Authors: Paul D. Holtom, MD, Charalampos Zalavras, MD, Kenneth C. Lamp, PharmD, Nami Park, PharmD, Lawrence V. Friedrich, PharmD
Title: Clinical Experience with Daptomycin for Foot or Ankle Osteomyelitis
Addresses: Univ. of Southern Calif. Keck School of Medicine, Los Angeles, CA; Cubist Pharmaceuticals, Lexington, MA
Purpose: Daptomycin is a novel antibiotic recently approved in May 2006 for Staphylococcus aureus bloodstream infections including right-sided infective endocarditis and previously for complicated skin and skin structure infections in 2003. The purpose of this analysis is to describe data for osteomyelitis from a registry.
Methods: Cubicin®Outcomes Registry and Experience (CORE 2004) is a multicenter, retrospective, observational chart review of characteristics and clinical outcome of daptomycin treated patients (pts) in 2004. Investigators collected demographic, disease state, clinical and microbiologic data as part of CORE 2004. In a followup study, investigators collected additional data including post-therapy outcomes. This analysis describes the results from pts with foot or ankle osteomyelitis.

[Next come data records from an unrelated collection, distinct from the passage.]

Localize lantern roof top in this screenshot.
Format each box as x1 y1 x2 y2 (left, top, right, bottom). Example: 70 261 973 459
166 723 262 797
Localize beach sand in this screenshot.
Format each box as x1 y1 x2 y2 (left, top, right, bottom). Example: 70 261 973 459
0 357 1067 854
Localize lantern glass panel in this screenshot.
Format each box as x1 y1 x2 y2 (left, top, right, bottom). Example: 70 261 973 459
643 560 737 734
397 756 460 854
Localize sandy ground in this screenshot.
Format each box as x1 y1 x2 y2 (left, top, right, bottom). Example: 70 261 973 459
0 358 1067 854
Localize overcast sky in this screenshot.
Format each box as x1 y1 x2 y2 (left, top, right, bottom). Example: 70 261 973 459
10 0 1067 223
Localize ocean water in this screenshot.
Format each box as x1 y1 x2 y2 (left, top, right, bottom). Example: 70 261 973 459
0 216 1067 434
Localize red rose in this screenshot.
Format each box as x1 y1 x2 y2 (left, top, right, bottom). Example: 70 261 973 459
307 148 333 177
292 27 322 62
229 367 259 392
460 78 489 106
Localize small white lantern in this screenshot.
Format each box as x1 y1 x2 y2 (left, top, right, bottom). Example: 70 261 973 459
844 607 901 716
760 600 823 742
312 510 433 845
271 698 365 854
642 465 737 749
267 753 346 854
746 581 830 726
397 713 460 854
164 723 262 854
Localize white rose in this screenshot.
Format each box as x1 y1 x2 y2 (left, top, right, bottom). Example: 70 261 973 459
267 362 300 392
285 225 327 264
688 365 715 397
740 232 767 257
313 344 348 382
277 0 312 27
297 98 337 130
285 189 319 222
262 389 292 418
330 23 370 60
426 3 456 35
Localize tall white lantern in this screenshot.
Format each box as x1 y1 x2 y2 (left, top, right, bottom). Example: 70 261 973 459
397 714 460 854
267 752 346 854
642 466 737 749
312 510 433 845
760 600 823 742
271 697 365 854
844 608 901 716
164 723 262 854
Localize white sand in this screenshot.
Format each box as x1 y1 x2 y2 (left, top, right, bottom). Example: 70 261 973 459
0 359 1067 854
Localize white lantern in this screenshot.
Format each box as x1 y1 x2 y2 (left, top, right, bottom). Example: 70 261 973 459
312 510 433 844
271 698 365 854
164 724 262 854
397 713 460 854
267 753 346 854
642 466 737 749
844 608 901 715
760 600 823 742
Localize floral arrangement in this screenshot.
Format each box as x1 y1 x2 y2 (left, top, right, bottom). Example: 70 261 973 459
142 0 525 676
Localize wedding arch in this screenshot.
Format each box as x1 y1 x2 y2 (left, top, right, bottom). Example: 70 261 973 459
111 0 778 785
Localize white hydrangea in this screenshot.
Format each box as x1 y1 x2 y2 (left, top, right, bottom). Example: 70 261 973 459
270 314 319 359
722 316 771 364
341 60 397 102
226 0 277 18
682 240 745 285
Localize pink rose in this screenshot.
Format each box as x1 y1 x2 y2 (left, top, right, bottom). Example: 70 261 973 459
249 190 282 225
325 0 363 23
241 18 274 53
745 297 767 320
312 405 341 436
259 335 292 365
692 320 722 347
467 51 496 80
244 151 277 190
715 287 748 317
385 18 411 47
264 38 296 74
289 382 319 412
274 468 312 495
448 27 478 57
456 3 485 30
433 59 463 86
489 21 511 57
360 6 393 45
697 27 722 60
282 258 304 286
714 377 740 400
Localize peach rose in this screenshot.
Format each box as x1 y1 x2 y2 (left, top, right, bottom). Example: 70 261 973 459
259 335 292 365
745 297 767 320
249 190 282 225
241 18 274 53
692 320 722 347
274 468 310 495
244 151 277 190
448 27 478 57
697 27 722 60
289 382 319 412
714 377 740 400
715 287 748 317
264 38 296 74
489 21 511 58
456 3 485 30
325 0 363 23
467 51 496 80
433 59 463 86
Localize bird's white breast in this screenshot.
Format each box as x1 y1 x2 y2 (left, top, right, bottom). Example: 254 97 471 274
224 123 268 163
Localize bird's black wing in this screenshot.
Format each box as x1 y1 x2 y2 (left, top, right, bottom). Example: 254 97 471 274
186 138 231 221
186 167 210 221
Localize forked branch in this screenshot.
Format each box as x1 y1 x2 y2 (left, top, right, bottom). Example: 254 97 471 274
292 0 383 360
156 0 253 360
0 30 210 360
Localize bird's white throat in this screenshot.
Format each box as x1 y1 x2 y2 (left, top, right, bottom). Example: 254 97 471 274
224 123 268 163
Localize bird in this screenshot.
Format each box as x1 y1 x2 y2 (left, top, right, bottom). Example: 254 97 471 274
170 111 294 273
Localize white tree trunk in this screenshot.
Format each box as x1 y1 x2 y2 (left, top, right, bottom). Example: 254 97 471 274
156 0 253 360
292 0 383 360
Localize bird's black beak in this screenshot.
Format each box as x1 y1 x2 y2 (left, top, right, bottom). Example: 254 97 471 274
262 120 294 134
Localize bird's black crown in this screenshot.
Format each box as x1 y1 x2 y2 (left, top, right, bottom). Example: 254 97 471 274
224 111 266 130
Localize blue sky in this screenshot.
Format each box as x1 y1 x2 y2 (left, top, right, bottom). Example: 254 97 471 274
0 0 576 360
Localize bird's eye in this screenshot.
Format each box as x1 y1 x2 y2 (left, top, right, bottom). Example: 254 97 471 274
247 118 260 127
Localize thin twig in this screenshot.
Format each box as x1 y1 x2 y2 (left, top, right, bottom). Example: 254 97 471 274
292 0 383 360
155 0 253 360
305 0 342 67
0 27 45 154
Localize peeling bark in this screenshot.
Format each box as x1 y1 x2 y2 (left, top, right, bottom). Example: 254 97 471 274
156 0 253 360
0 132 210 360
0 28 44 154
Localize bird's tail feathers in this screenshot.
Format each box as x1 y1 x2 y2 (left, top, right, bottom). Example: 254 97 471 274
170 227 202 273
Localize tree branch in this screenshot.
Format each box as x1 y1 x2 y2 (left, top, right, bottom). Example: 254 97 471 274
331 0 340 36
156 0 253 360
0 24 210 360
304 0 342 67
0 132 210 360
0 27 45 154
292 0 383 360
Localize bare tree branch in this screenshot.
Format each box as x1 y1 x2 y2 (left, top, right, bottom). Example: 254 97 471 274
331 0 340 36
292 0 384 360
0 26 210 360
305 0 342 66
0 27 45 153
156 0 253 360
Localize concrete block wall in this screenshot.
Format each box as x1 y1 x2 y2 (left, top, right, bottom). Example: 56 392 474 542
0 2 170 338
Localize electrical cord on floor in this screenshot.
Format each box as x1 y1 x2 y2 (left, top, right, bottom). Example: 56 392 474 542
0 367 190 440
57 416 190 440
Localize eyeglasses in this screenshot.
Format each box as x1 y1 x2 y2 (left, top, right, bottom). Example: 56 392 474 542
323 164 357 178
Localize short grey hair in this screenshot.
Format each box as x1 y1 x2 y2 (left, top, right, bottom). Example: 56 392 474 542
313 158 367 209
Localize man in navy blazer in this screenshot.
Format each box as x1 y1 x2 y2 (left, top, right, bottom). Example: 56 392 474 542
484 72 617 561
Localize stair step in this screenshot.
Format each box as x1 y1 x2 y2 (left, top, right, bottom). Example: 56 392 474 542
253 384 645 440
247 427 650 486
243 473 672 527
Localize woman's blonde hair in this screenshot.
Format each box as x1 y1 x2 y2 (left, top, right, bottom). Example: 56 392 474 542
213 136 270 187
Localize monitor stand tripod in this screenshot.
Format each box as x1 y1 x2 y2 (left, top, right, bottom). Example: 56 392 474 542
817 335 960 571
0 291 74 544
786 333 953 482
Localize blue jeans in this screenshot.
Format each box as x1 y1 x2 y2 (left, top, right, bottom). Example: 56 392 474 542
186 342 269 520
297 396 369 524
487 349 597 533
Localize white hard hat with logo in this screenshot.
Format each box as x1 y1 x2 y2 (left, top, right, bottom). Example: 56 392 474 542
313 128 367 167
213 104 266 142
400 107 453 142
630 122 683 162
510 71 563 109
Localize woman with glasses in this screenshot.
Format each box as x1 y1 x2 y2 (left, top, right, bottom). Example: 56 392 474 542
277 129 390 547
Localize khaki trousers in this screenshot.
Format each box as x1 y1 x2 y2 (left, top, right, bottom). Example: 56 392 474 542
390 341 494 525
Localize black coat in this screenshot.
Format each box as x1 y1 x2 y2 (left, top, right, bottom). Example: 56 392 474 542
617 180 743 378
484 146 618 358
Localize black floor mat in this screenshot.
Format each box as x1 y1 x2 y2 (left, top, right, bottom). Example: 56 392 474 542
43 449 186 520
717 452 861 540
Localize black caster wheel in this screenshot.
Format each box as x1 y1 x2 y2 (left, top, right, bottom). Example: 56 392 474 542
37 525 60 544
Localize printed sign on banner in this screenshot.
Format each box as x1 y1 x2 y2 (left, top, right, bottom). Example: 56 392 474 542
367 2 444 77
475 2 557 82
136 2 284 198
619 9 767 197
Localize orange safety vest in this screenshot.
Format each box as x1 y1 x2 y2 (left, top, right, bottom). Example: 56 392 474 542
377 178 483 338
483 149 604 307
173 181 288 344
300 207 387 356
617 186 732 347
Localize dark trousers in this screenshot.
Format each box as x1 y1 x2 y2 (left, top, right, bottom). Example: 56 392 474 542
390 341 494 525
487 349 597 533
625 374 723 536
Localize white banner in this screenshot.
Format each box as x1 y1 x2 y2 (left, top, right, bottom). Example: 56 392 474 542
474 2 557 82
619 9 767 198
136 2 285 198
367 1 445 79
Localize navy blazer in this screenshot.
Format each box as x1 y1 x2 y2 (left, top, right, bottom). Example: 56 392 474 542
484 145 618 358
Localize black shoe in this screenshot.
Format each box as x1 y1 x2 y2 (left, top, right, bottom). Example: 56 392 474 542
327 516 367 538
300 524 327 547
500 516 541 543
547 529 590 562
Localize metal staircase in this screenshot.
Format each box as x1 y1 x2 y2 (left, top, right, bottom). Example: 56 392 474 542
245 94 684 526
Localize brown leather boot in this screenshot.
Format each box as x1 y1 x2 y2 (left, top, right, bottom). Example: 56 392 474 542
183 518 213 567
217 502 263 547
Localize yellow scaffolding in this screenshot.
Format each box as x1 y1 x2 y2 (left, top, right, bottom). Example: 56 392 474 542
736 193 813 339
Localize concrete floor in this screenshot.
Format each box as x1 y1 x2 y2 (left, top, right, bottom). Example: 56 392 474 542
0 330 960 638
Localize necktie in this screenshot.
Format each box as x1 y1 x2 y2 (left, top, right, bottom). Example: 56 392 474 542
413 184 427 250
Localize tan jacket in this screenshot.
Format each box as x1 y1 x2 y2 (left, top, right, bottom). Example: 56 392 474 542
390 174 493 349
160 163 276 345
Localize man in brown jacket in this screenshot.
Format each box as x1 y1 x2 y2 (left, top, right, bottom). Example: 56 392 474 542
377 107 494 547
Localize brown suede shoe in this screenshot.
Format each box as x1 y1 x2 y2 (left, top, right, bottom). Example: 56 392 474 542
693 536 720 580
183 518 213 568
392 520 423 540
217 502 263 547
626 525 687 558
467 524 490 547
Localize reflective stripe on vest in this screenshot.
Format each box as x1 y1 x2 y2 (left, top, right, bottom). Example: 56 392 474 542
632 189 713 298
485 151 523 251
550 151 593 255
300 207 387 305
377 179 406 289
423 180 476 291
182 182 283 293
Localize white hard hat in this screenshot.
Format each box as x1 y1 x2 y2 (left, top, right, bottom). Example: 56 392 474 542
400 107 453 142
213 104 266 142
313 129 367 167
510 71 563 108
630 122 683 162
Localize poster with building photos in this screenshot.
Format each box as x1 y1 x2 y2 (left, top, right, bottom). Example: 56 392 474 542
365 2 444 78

Results: 25 patients with foot or ankle osteomyelitis were treated with daptomycin at an average dose of 5.4 mg/kg (range, 4.0-6.2 mg/kg) and average duration of therapy of 34 days (range, 6-59 days). The median follow-up interval was 69 days (range 3-540 days). A majority, 92%, had received daptomycin as secondary or tertiary therapy and 60% had failed prior antibiotic therapy. Diabetes was the most common underlying disease (40%). Concomitant antibiotics were given in 44%; primarily for Gram-negative and/or anaerobic coverage. Gram-positive pathogens, MRSA most common (55%), were identified in 22 (88%) patients; 64% monomicrobial, 24% polymicrobial. Outcomes (cure, improved, failure) at end of therapy were 64%, 32%, 4% and at follow-up were 76%, 12%, 12%. An average of 1.8 followup antibiotics were given to 13 (52%) pts for a median of 30 days (range 8-232 days); most frequently trimethoprim/ sulfamethoxazole, minocycline, rifampin, clindamycin and levofloxacin. The presence of diabetes or use of concomitant or followup antibiotics did not have a significant effect on outcomes. Four patients with an orthopedic devices (all removed) were successfully treated. Surgical bone debridement was performed in 68% and could have influenced success rates (94% with debridement vs 75% without debridement, P = 0.23). Success rates by dose were: =4 mg/kg (80%), >4 to <6 mg/kg (86%) and =6 mg/kg (92%); however, these differences were only observed in the group that did not receive bone debridement.
Discussion: Daptomycin appears successful for foot and ankle osteomyelitis caused by Gram-positive bacteria (including MRSA) particularly when used with higher doses and surgical intervention. Prospective, controlled clinical trials of daptomycin for osteomyelitis are warranted.